Kubernetes-based Canary Deployments for AI Services

Question

Pulumi · Accepted Answer

Canary deployments are a pattern for rolling out releases to a subset of users or servers. The idea is to deploy a new version of your application to a small percentage of your production infrastructure and then gradually increase this percentage as you gain confidence in the release. Kubernetes is a great platform for this kind of deployment strategy due to its powerful orchestration capabilities.

When it comes to AI services, or any service running within a Kubernetes cluster, canary deployments can help ensure that new versions are stable and perform as expected before a full rollout.

To implement a canary deployment in Kubernetes, you typically need:
1. Multiple versions of your application running in the cluster, often with different tags.
2. A Kubernetes service that acts as an entry point to your application.
3. A way to route traffic to different versions of your application based on certain criteria (like weights to adjust traffic percentages).

In our setup, we'll use a simplified scenario of an AI service where we'll have two deployments:
- The stable version of our service (primary).
- The new version of our service to be evaluated (canary).

We will then create a service that routes traffic to both deployments. For simplicity, we will not implement complicated traffic shifting logic, where specific percentages of traffic are shifted to the canary. Instead, we will just ensure both versions are running and are accessible.
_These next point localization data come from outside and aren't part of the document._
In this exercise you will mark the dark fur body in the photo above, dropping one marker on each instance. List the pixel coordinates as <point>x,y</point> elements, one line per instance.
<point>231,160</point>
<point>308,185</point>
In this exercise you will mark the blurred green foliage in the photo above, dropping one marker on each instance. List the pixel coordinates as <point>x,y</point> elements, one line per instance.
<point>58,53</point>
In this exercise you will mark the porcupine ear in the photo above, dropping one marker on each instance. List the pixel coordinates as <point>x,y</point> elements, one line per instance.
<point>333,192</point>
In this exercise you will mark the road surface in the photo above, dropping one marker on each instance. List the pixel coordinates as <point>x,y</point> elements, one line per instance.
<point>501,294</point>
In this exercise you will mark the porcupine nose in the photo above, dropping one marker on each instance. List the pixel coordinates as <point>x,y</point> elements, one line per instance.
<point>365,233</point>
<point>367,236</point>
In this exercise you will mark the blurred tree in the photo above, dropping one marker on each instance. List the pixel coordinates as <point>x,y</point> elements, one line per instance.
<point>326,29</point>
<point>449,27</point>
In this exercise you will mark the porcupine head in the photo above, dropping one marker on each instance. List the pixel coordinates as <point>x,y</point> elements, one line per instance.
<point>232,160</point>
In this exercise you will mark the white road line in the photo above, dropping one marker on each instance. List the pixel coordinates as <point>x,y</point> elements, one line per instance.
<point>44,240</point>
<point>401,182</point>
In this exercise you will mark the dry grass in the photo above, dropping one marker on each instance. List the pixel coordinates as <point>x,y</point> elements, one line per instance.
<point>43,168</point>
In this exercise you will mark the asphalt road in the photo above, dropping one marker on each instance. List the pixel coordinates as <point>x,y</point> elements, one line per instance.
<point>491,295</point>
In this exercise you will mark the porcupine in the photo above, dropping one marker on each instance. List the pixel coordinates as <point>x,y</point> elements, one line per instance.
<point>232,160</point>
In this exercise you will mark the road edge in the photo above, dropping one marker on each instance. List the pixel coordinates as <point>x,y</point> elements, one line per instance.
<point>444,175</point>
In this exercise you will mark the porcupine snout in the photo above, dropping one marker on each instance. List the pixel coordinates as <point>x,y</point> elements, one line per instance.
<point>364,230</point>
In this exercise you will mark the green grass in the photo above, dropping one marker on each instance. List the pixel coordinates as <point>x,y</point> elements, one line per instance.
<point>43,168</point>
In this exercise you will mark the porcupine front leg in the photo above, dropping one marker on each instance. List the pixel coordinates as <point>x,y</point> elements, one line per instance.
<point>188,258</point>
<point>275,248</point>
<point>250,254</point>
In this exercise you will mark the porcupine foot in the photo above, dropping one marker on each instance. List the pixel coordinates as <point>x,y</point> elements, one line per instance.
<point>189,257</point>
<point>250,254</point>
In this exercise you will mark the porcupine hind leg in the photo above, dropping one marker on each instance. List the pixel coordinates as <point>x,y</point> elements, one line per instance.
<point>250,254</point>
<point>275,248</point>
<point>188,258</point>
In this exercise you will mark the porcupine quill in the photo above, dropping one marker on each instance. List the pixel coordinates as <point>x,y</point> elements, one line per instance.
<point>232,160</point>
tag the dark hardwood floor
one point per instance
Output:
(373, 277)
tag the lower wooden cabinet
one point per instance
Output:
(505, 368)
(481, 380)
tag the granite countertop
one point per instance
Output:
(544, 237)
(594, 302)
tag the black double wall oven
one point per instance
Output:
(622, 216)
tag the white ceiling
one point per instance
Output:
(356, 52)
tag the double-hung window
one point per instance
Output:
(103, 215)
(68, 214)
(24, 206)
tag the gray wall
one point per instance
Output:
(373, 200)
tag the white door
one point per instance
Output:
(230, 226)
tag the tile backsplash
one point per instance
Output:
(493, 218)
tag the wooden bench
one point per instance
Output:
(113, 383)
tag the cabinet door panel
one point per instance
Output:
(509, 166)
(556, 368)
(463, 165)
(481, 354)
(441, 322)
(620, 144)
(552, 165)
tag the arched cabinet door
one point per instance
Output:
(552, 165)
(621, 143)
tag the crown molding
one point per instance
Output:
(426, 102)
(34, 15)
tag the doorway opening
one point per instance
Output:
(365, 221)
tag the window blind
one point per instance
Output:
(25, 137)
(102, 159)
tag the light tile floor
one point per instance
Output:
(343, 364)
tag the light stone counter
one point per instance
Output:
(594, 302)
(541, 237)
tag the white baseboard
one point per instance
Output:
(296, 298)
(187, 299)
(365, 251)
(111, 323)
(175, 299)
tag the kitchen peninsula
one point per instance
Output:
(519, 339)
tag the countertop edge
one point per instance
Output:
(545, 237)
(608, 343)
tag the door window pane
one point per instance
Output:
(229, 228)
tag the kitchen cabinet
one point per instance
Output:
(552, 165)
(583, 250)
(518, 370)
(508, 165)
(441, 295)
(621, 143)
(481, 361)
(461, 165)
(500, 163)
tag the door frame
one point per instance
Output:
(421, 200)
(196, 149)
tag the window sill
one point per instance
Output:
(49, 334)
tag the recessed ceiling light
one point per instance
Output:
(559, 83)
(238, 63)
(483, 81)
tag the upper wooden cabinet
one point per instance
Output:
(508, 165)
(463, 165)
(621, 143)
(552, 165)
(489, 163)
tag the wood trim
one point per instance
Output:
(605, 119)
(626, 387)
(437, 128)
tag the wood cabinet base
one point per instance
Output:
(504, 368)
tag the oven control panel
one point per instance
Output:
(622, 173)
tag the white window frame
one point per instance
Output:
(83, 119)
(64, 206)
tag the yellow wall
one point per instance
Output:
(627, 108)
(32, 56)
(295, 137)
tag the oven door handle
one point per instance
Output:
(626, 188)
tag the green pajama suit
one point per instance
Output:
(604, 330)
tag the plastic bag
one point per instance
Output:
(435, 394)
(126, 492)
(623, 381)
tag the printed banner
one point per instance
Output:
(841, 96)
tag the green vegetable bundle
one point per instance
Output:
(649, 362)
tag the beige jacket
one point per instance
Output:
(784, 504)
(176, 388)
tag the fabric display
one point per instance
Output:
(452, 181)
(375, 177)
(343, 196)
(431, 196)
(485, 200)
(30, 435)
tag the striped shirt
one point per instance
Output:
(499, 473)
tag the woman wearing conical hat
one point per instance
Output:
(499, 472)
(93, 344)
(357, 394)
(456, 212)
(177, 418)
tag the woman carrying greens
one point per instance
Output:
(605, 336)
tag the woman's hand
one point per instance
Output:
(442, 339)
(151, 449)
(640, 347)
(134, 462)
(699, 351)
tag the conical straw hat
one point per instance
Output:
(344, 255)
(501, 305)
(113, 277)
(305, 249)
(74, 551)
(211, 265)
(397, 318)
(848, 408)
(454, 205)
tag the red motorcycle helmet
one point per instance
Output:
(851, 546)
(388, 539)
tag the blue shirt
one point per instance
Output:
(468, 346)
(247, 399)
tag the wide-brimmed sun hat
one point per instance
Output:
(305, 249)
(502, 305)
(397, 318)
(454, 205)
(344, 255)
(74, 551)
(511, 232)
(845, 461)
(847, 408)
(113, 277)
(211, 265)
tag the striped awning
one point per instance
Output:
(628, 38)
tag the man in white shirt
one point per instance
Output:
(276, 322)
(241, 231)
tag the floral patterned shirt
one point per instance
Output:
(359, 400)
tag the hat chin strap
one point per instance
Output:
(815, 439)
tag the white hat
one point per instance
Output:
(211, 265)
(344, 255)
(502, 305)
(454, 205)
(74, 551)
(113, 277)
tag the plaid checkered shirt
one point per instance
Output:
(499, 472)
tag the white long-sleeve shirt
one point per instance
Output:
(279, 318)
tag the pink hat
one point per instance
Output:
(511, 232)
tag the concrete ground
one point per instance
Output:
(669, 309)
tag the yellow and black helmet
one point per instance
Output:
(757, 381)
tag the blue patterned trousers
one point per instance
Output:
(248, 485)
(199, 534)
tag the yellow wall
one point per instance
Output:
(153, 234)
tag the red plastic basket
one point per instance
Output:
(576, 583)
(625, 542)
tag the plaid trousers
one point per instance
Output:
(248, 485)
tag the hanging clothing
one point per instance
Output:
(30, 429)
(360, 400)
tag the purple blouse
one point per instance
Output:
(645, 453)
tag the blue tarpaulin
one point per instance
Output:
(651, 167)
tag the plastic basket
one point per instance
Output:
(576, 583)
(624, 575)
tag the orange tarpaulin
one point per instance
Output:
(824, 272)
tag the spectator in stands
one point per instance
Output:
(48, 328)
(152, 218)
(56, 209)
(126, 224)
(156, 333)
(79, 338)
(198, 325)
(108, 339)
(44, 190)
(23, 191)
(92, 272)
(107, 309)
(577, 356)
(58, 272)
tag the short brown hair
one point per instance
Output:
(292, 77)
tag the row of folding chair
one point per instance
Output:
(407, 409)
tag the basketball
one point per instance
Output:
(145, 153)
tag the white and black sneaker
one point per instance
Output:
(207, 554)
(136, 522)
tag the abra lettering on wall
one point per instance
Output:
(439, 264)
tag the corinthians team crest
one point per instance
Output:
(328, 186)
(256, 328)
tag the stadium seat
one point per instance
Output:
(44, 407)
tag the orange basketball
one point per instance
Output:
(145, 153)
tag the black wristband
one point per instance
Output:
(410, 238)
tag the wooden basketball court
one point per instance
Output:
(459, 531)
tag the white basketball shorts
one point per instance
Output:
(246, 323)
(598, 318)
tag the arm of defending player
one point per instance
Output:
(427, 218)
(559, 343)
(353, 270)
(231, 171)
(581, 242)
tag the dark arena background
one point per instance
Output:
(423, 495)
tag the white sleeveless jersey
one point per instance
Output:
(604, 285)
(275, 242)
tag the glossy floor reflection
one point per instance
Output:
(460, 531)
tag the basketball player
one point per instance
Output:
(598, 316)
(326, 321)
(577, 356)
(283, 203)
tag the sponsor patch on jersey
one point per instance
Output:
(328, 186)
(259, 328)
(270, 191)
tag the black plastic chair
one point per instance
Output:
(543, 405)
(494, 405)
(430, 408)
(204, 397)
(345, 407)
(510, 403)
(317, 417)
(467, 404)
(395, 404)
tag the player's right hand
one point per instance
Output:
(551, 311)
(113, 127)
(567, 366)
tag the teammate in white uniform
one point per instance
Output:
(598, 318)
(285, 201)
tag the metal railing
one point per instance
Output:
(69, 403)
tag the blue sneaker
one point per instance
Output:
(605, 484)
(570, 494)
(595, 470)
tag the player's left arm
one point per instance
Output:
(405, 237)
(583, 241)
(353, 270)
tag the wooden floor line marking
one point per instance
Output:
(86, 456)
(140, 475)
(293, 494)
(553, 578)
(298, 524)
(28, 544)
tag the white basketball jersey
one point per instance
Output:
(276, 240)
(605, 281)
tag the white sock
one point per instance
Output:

Here's a basic Pulumi program in Python that sets up a canary deployment in Kubernetes. We will use two Deployments and one Service resource. The deployments will each run a version of an AI service, and the service will expose both deployments under a single IP address.

```python
import pulumi
import pulumi_kubernetes as k8s

# Define the stable version of your AI application.
primary_app_labels = {"app": "ai-service", "version": "stable"}
primary_deployment = k8s.apps.v1.Deployment("primary-deployment",
    spec=k8s.apps.v1.DeploymentSpecArgs(
        replicas=3,
        selector=k8s.meta.v1.LabelSelectorArgs(
            match_labels=primary_app_labels
        ),
        template=k8s.core.v1.PodTemplateSpecArgs(
            metadata=k8s.meta.v1.ObjectMetaArgs(
                labels=primary_app_labels,
            ),
            spec=k8s.core.v1.PodSpecArgs(
                containers=[k8s.core.v1.ContainerArgs(
                    name="ai-service",
                    image="my-ai-service:stable",  # Replace with your stable image tag
                    ports=[k8s.core.v1.ContainerPortArgs(container_port=80)],
                )],
            ),
        ),
    ),
)

# Define the canary version of your AI application.
canary_app_labels = {"app": "ai-service", "version": "canary"}
canary_deployment = k8s.apps.v1.Deployment("canary-deployment",
    spec=k8s.apps.v1.DeploymentSpecArgs(
        replicas=1,
        selector=k8s.meta.v1.LabelSelectorArgs(
            match_labels=canary_app_labels
        ),
        template=k8s.core.v1.PodTemplateSpecArgs(
            metadata=k8s.meta.v1.ObjectMetaArgs(
                labels=canary_app_labels,
            ),
            spec=k8s.core.v1.PodSpecArgs(
                containers=[k8s.core.v1.ContainerArgs(
                    name="ai-service",
                    image="my-ai-service:canary",  # Replace with your canary image tag
                    ports=[k8s.core.v1.ContainerPortArgs(container_port=80)],
                )],
            ),
        ),
    ),
)

# Create a Kubernetes Service to expose both deployments under a single IP address.
service = k8s.core.v1.Service("ai-service",
    spec=k8s.core.v1.ServiceSpecArgs(
        selector={"app": "ai-service"},  # This will match both primary and canary pods.
        ports=[k8s.core.v1.ServicePortArgs(
            port=80,
            target_port=80,
        )],
        type="LoadBalancer",  # Use LoadBalancer for external access (could be ClusterIP or NodePort).
    ),
)

# Export the Service name and IP address for easy access after deployment.
pulumi.export("service_name", service.metadata["name"])
pulumi.export("service_ip", service.status.apply(lambda status: status.load_balancer.ingress[0].ip if status.load_balancer.ingress else "Not assigned yet"))
```

This Pulumi program creates two deployments and a service in your Kubernetes cluster:
1. `primary-deployment` is the Deployment that runs the stable version of the AI service.
2. `canary-deployment` is the Deployment that runs the new, "canary" version of the AI service that needs to be tested.
3. `ai-service` is the Service that provides access to both the primary and canary versions of the AI service. It will load balance traffic between them indiscriminately.

Remember to replace the image repository and tag (`my-ai-service:stable` and `my-ai-service:canary`) with the actual path and version of your container images.

Also note that while this setup gets both versions running, real-world scenarios often require more sophisticated setup for splitting traffic (e.g., using Istio's traffic management capabilities) and automating promotions or rollbacks based on monitoring and alerting.